Isoamyl alcohol is a colorless liquid with the formula , specifically (H3C–)2CH–CH2–CH2–OH. It is one of several isomers of amyl alcohol (pentanol).  It is also known as isopentyl alcohol, isopentanol, or (in the IUPAC recommended nomenclature) 3-methyl-butan-1-ol. An obsolete name for it was isobutyl carbinol.

Isoamyl alcohol is an ingredient in the production of banana oil, an ester found in nature and also produced as a flavouring in industry. It is a common fusel alcohol, produced as a major by-product of ethanol fermentation.

Occurrence
Isoamyl alcohol is one of the components of the aroma of Tuber melanosporum, the black truffle.

The compound has also been identified as a chemical in the pheromone used by hornets to attract other members of the hive to attack.

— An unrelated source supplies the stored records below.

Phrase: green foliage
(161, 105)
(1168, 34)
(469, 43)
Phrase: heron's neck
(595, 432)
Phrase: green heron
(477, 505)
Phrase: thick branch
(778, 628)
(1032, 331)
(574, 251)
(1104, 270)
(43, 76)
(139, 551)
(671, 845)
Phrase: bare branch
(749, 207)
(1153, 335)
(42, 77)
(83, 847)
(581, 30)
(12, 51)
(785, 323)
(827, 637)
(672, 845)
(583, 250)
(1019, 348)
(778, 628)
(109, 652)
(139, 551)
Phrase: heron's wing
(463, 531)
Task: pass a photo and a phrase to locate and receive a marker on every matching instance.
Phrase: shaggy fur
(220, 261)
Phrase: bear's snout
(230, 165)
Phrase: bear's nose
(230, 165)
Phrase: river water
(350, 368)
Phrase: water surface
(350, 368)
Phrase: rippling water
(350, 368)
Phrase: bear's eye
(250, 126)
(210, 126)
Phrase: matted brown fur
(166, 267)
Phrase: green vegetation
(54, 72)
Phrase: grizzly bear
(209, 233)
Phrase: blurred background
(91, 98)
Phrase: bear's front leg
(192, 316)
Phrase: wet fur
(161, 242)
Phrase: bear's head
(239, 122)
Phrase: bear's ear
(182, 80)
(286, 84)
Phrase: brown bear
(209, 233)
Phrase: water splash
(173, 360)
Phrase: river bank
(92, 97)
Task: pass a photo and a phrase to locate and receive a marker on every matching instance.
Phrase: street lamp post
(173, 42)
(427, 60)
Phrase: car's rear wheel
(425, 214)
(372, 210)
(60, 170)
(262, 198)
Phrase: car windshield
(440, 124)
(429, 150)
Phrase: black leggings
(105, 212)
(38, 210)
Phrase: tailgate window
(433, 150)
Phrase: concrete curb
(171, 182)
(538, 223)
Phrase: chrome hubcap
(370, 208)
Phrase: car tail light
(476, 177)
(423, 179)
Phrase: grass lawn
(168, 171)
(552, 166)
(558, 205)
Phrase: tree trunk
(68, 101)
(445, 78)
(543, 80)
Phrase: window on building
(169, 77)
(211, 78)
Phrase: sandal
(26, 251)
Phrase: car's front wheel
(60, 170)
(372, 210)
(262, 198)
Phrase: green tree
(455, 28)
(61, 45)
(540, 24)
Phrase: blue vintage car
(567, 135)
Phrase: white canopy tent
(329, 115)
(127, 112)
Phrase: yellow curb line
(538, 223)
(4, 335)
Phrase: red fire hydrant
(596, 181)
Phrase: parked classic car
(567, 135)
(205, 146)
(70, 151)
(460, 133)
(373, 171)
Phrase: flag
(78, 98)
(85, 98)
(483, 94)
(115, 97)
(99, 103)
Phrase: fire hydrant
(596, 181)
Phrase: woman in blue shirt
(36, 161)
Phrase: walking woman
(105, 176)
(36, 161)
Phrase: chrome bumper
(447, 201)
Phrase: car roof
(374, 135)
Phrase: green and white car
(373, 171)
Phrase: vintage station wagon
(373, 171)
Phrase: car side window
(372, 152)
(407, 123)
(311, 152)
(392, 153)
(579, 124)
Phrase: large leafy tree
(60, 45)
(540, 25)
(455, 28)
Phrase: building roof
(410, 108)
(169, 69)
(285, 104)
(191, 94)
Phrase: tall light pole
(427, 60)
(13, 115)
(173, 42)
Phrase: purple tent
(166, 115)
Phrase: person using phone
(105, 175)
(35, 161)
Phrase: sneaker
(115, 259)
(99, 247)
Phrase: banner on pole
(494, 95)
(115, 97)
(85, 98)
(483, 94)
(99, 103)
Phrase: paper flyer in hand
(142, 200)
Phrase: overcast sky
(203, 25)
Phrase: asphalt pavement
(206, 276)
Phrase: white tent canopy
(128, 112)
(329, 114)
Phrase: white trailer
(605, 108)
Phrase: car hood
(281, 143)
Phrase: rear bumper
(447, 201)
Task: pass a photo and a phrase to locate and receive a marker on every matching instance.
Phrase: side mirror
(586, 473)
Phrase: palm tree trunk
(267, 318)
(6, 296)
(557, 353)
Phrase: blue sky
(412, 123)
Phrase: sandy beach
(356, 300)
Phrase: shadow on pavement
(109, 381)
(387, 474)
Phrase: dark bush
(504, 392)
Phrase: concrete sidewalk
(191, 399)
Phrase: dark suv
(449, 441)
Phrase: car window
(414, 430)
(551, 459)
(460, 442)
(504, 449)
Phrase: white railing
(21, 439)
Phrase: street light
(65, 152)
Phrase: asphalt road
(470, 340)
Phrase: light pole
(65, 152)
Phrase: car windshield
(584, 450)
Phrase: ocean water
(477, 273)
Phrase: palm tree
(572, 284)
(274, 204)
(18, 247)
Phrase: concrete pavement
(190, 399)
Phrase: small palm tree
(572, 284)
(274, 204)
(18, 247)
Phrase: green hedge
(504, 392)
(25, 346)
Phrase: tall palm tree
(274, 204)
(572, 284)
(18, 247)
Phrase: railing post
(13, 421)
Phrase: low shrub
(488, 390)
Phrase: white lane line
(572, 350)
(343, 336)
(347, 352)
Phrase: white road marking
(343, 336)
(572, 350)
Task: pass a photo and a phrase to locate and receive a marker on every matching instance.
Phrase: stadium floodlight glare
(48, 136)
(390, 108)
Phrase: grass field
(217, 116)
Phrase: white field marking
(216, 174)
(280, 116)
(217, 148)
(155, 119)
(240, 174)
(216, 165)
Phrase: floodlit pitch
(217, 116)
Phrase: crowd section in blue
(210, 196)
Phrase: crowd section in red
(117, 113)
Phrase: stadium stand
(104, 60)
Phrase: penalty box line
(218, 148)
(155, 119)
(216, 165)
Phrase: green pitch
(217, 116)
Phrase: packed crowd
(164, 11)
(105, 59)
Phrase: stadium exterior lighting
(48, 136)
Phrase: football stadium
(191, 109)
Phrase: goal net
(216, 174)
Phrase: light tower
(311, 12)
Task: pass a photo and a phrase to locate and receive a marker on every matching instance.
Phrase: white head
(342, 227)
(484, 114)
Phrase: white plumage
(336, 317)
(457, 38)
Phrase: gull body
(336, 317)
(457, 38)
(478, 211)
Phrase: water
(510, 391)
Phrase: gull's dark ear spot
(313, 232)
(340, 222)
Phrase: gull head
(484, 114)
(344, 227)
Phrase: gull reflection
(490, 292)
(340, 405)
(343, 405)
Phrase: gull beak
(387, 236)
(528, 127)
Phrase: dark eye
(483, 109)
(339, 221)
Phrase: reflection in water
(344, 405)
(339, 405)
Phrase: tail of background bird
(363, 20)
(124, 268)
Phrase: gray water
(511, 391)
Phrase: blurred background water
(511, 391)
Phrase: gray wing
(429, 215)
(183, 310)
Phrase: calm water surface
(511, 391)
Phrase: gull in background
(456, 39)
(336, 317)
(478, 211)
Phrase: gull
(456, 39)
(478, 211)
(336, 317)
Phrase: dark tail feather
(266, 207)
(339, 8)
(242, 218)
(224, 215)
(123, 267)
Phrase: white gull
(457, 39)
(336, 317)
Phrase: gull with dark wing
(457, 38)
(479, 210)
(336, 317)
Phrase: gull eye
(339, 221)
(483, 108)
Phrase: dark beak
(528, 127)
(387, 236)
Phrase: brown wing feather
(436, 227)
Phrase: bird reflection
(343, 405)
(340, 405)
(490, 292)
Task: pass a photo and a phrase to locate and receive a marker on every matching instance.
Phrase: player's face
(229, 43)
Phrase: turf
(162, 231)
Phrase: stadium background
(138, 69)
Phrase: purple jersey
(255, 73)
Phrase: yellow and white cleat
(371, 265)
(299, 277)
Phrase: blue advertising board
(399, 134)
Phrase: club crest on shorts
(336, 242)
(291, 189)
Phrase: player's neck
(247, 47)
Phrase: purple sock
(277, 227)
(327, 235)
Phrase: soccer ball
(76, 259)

Isoamyl acetate is a component of the natural aroma of bananas, especially the Gros Michel variety.

Extraction from fusel oil

Isoamyl alcohol can be separated from fusel oil by either of two methods: shaking with strong brine solution and separating the oily layer from the brine layer; distilling it and collecting the fraction that boils between 125 and 140 °C. Further purification is possible with this procedure: shaking the product with hot limewater, separating the oily layer, drying the product with calcium chloride, and distilling it, collecting  the fraction boiling between 128 and 132 °C.

Synthesis

Isoamyl alcohol can be synthesized by condensation of isobutene and formaldehyde which produces isoprenol and hydrogenation.  It is a colourless liquid of density 0.8247 g/cm3 (0 °C), boiling at 131.6 °C, slightly soluble in water, and easily dissolved in organic solvents. It has a characteristic strong smell and a sharp burning taste. On passing the vapour through a red-hot tube, it decomposes into acetylene, ethylene, propylene, and other compounds. It is oxidized by chromic acid to isovaleraldehyde, and it forms addition compounds crystals with calcium chloride and tin(IV) chloride.

Uses
Besides its use in the synthesis of banana oil, isoamyl alcohol is also an ingredient of Kovac's reagent, used for the bacterial diagnostic indole test.

It is also used as an antifoaming agent in the chloroform isoamyl alcohol reagent.

Isoamyl alcohol is used in a phenol–chloroform extraction mixed with the chloroform to further inhibit RNase activity and prevent solubility of RNAs with long tracts of poly-adenine.